The Bulletins and the Russian Campaign

Maret was the bulletins man. Each victory — Austerlitz, Jena, Wagram — gave rise to a text drafted by the Emperor, formatted by Maret, disseminated across the Empire. These bulletins forged the Napoleonic legend: they minimised losses, exalted the leader's genius, presented each battle as decisive. Maret oversaw propaganda, censorship, the diffusion of good news. He also managed diplomatic correspondence, treaties, appointments.

In 1812, he followed Napoleon to Russia. At the Moskova, he was present at imperial headquarters. During the retreat, he guarded the archives, the files. At the Berezina, he crossed with the rest of the staff. In 1813, Napoleon replaced him with Caulaincourt at Foreign Affairs — Maret had perhaps negotiated poorly with Austria. But he remained close to power. In 1814, he witnessed the abdication at Fontainebleau. Faithful to the end, he followed the Emperor to Elba as secretary.

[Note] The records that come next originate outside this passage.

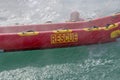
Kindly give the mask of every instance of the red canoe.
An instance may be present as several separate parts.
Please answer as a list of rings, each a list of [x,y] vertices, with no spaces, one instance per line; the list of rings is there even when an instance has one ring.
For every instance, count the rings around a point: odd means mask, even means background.
[[[120,14],[83,22],[0,27],[0,50],[17,51],[116,41]]]

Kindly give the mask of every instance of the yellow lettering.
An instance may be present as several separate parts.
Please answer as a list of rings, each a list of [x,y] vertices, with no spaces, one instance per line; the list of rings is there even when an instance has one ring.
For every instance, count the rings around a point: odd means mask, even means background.
[[[51,35],[51,44],[70,43],[77,41],[78,41],[78,34],[73,32],[57,33]]]

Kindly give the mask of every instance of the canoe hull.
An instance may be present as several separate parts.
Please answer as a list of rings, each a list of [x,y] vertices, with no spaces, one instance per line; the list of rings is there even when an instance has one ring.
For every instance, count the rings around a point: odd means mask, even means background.
[[[106,17],[101,19],[107,20],[110,18],[111,17]],[[120,37],[120,15],[117,15],[113,22],[111,22],[112,20],[106,21],[110,23],[109,25],[106,23],[107,26],[105,26],[103,22],[101,22],[100,25],[99,21],[101,21],[101,19],[96,19],[91,22],[61,23],[58,25],[23,25],[13,26],[14,28],[0,27],[0,50],[17,51],[60,48],[116,41],[116,39]],[[99,24],[97,24],[98,22]],[[48,25],[50,27],[48,27]],[[60,28],[61,25],[64,26],[64,29],[63,27]],[[28,30],[28,27],[33,31],[23,32],[24,30]],[[9,30],[11,30],[11,32]]]

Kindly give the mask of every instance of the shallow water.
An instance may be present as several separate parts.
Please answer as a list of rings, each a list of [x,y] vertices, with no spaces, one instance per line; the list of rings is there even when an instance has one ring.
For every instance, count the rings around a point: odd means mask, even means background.
[[[119,12],[119,0],[1,0],[1,25],[65,21],[73,10],[97,18]],[[86,6],[87,5],[87,6]],[[0,54],[0,80],[119,80],[120,42]]]

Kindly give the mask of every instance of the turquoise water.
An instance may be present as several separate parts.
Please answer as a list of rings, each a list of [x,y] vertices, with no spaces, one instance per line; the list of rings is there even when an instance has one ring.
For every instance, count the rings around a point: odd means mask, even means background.
[[[7,4],[6,4],[7,3]],[[120,12],[119,0],[2,0],[0,25],[63,22]],[[0,80],[120,80],[120,41],[0,53]]]
[[[119,80],[120,42],[0,55],[0,80]]]

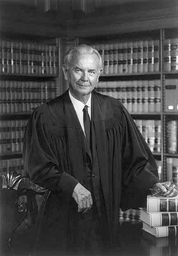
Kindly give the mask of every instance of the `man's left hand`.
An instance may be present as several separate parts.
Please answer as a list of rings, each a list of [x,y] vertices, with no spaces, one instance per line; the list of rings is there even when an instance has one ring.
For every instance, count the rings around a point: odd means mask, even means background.
[[[175,185],[171,182],[155,183],[152,190],[152,194],[155,196],[162,195],[167,197],[173,197],[177,195]],[[158,192],[160,191],[160,193]],[[157,193],[158,192],[158,193]]]

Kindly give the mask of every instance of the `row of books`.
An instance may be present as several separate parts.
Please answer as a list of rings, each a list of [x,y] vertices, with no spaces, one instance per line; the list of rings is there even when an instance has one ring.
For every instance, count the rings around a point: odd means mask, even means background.
[[[0,80],[0,113],[30,112],[56,96],[53,80]]]
[[[96,90],[117,98],[131,113],[160,113],[160,80],[99,82]]]
[[[178,120],[167,120],[166,129],[166,151],[167,153],[178,153]]]
[[[161,123],[159,120],[135,120],[139,132],[142,135],[153,153],[161,152]]]
[[[166,79],[164,105],[166,112],[178,111],[178,79]]]
[[[97,43],[92,46],[103,57],[104,74],[142,73],[160,70],[159,40]],[[178,38],[164,40],[163,56],[165,71],[178,70]]]
[[[1,155],[22,151],[27,122],[27,120],[0,121]]]
[[[0,40],[0,73],[56,76],[56,45]]]
[[[168,38],[164,40],[164,66],[166,71],[178,70],[178,38]]]
[[[173,180],[178,185],[178,158],[167,157],[166,158],[166,179]]]
[[[178,236],[178,196],[147,196],[147,207],[141,208],[142,229],[157,238]]]
[[[103,73],[137,73],[160,70],[159,40],[116,42],[93,45],[104,60]]]

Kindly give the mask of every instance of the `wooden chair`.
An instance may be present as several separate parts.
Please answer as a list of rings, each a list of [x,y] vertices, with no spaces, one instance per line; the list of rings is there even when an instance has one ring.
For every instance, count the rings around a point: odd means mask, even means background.
[[[0,255],[35,256],[50,191],[17,173],[0,176]]]

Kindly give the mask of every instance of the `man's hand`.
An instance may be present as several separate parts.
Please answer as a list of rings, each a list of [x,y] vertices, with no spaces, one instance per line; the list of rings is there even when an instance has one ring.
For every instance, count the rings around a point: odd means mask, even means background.
[[[163,195],[167,197],[176,196],[177,191],[175,185],[171,182],[155,183],[152,190],[152,194],[155,196]]]
[[[87,213],[91,209],[93,199],[91,193],[81,183],[78,183],[74,188],[72,197],[78,204],[78,212]]]

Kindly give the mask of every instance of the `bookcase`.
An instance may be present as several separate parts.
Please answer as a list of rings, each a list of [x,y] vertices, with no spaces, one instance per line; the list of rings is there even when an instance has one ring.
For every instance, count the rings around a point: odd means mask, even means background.
[[[23,137],[32,111],[60,93],[60,39],[0,39],[0,173],[24,174]]]
[[[177,184],[178,30],[80,36],[74,39],[79,43],[93,46],[104,60],[96,90],[123,104],[155,157],[161,180]]]

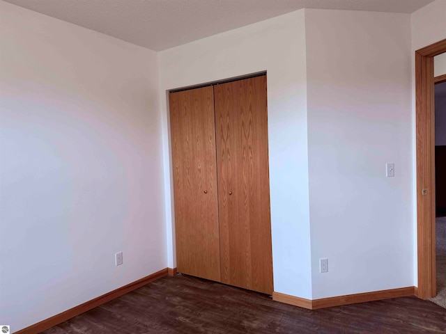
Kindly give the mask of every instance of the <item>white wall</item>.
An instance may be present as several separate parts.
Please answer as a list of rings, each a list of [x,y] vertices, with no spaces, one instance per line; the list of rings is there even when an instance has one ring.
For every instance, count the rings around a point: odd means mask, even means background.
[[[410,15],[305,18],[313,299],[413,286]]]
[[[433,57],[433,76],[446,74],[446,52]]]
[[[415,51],[446,38],[446,1],[436,0],[422,8],[410,15],[412,31],[412,161],[413,187],[417,189],[416,174],[416,124],[415,124]],[[417,197],[414,191],[412,198],[413,207],[414,244],[417,247]],[[415,248],[414,255],[414,282],[417,286],[417,254]]]
[[[412,49],[446,38],[446,1],[436,0],[412,13]],[[413,55],[415,58],[415,55]],[[415,70],[415,67],[413,66]]]
[[[159,61],[168,221],[173,191],[166,90],[268,71],[274,287],[310,299],[304,14],[294,12],[170,49],[159,54]],[[168,225],[174,249],[174,229]],[[174,253],[169,264],[175,264]]]
[[[166,268],[162,135],[156,53],[4,2],[0,22],[0,323],[16,331]]]

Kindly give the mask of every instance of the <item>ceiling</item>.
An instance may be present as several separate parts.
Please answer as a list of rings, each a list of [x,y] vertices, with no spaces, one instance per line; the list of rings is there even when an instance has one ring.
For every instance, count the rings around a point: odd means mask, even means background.
[[[433,0],[5,0],[155,51],[303,8],[413,13]]]

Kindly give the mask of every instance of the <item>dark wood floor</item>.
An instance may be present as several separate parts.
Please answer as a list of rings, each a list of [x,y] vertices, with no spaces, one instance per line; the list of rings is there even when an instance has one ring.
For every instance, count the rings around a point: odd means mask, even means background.
[[[309,310],[256,292],[178,275],[43,333],[445,333],[446,310],[407,297]]]

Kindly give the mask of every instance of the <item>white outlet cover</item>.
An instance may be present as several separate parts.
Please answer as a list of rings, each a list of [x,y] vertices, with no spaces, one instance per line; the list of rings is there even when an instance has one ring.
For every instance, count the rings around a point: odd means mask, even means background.
[[[385,164],[385,176],[387,177],[395,176],[395,164],[393,162],[387,162]]]
[[[328,272],[328,259],[327,258],[319,259],[319,272],[321,273]]]
[[[120,266],[123,264],[123,252],[116,253],[114,255],[115,264],[116,266]]]

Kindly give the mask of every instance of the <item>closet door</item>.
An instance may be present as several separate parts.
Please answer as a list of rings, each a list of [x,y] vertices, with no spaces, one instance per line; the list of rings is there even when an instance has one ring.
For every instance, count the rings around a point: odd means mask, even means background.
[[[222,282],[271,294],[266,77],[214,91]]]
[[[169,96],[178,271],[220,282],[213,88]]]

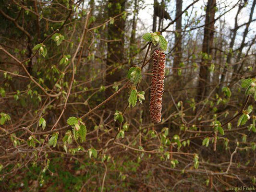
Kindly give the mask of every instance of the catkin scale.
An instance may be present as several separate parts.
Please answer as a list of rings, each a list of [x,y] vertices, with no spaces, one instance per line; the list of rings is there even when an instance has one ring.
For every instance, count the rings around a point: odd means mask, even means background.
[[[159,123],[161,121],[162,116],[162,101],[164,93],[165,60],[164,53],[158,49],[156,50],[153,54],[149,106],[151,120],[156,123]]]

Restoration and July Monarchy

After Waterloo, Maret was exiled. He lived at Graz, then Trieste. In 1820, an ordinance allowed him to return to France. Under the July Monarchy, Louis-Philippe made him a peer of France, then President of the Council in November 1834 — an ephemeral mandate of a few weeks. Maret died in Paris on 13 May 1839. He was buried at Père-Lachaise.

His career illustrated the path of the Empire's servants: from revolutionary journalism to the Secretaryship of State, from drafting bulletins to accompanying Napoleon on every battlefield. Maret was neither a strategist nor a man of the salon; he was the organiser of imperial speech, the one who turned victories into narratives and narratives into legend. « Le Moniteur never lies », it was said — Maret had seen to that for fifteen years.